Which Are seat Of Magic?

People with interest in Para- Psychology or those with whom, they suppose are the spirit-stricken patients go to certain places in India, which are seats of magic- black or white. Let’s take a cursory glance at those places. To begin with, we travel to a small village Myong in Assam with many mysterious stories in its fold. People say that Myong, forty kilometers away from Guwahati, is the capital of black magic in India. Everyone in this small village is a staunch believer in the powers of the unknown, the ghosts and evil spirits, and exorcism to fight them all.

You will find everyone with an incredible story at one’s lips. How a man can be turned into a beast or a bird by magical powers, a leaf into a fish or a fly, and then all vanishes. But it all depends on to what extent one has decoded the coding knowledge. The witch doctor is called Bez in the local tongue.

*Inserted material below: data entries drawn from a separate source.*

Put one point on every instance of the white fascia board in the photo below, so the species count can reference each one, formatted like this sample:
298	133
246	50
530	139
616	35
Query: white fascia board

At every step you will find a Bez here- almost a hundred Bezos live in this village. It is believed that they have enslaved many spirits. They cure the diseases with the help of these invisible ‘junior doctors’ In the cases of acute pain. They stick a copper plate at the back of the patients, the copper plate absorbs all pain, gets hot, and falls on the ground. But financial hardship is there, the Bezos cannot survive on their magical practice alone so they work in the field as mere laborers.

History Of Black Magic

Mayong has an unwritten history of black magic. In its folklores and verbal transition of incredible stories from generation to generation. But if you explore the Mayong Central Museum and Emporium, you can find some ancient books on black magic.
Now we move from one mysterious place Mayong to another mysterious place Kamrupa Kamakhya temple. In fact, this temple links with a Hindu mythology of Lord Shiva. The immolation of his wife Sati in the Yagya pyre of her father. And then the tandava (destruction dance) of Shiva carrying the corpse of his wife on his shoulders. The places where the organs of the corpse fell became a shaktipeeth (seat of power). The temple of Kamrupa Kamakhya is one of them.